Reinhold Würth hat sich auch im Geschäftsbericht zu Wort gemeldet – mit mahnenden Gedanken in einem Essay. „Die Bundesrepublik Deutschland steuert auf das Ende des Seins zu und ist in großer Gefahr, in den Modus des Vergehens zu rutschen.“ Er kritisiert mit Blick auf Unternehmen und Deutschland, wo sich Parallelentwicklungen andeuten: „Der Wohlstand ist da, die Work-Life-Balance verschiebt sich immer mehr auf kürzere Arbeitszeiten, mehr Urlaub, höhere Löhne bei gleichzeitig möglicher Leistungsreduzierung“. Das seien „Indikatoren für den Zustand des Seins, an dessen Ende der Übergang in den Zustand des Vergehens unausweichlich ist - das lehrt die Geschichte“, schreibt Reinhold Würth.

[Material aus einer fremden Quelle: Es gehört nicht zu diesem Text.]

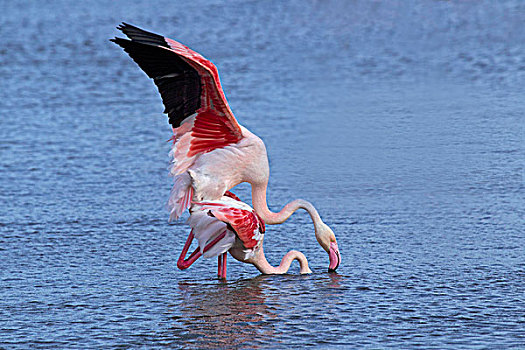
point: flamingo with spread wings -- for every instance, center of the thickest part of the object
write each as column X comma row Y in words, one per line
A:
column 211, row 151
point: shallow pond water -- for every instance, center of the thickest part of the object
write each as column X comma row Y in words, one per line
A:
column 401, row 121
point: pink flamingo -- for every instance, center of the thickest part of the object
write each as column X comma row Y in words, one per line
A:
column 229, row 225
column 211, row 152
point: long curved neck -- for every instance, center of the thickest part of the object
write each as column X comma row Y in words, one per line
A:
column 264, row 267
column 261, row 207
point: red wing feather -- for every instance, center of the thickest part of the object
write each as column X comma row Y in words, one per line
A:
column 244, row 222
column 188, row 84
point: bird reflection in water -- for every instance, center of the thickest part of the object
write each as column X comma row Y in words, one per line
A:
column 225, row 315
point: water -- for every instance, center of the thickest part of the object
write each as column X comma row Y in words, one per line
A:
column 401, row 121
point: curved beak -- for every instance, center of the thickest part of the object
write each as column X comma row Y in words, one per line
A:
column 335, row 258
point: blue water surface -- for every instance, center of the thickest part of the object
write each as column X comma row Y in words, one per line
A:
column 402, row 121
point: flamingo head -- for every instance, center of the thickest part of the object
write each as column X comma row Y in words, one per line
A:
column 326, row 238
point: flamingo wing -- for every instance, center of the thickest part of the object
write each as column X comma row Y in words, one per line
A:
column 245, row 223
column 188, row 83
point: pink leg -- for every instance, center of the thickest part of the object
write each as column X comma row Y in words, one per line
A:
column 222, row 265
column 185, row 263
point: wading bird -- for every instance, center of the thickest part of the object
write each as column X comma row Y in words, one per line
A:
column 211, row 152
column 229, row 225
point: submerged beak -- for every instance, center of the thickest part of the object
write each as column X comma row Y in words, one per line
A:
column 335, row 258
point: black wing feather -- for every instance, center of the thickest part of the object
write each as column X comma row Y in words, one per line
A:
column 179, row 83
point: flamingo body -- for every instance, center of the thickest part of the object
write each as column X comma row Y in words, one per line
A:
column 211, row 154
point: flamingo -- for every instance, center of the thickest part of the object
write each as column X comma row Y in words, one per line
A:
column 211, row 151
column 229, row 225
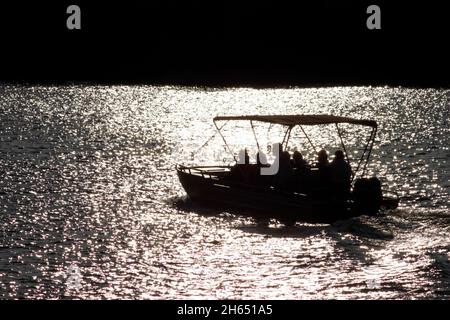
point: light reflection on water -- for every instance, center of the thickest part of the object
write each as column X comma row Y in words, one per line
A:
column 87, row 180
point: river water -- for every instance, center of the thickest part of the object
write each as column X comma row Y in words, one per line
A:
column 91, row 207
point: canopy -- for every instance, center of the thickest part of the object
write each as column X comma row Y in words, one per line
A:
column 300, row 119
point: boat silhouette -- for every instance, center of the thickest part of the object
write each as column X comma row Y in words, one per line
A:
column 261, row 196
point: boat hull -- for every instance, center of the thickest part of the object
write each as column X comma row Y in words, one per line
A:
column 263, row 202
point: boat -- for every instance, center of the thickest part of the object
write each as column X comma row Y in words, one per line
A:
column 218, row 185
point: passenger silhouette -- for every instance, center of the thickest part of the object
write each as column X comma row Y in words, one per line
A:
column 341, row 173
column 297, row 161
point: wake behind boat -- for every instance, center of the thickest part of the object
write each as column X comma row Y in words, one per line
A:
column 288, row 191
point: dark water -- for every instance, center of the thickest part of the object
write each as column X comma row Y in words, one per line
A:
column 90, row 206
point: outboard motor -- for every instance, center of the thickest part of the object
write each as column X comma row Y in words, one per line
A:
column 367, row 195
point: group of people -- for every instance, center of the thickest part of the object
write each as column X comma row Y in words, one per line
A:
column 323, row 178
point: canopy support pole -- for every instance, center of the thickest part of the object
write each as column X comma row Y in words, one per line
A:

Er hat sein Unternehmertum schon immer im Zyklus des Werdens, des Seins und des Vergehens betrachtet, inspiriert vom Triptychon – dem dreiteiligen Werk – des Malers Giovanni Segantini. Was Würth damit meint? Werden steht dabei für Wachstum (also Märkte kennen keinen Stillstand, Fortschritt schafft neue Möglichkeiten), das Sein für Zufriedenheit, Stabilität und Sättigung. Wer darin zu lange verharrt, wird überholt und rutscht ins Vergehen.
Würths Credo: „Fördern wir das Werden.“ Im Vergleich Unternehmen und Staat gelte Gleiches, schreibt er. „Bürokratieabbau, Auflösung unnötiger Führungsebenen, Förderung des Wir-Gefühls, den Hilfsbedürftigen beizustehen und vor allem Vorbildfunktion zu übernehmen.“ Dann rücke auch der Zustand des Vergehens in eine weite Zukunft.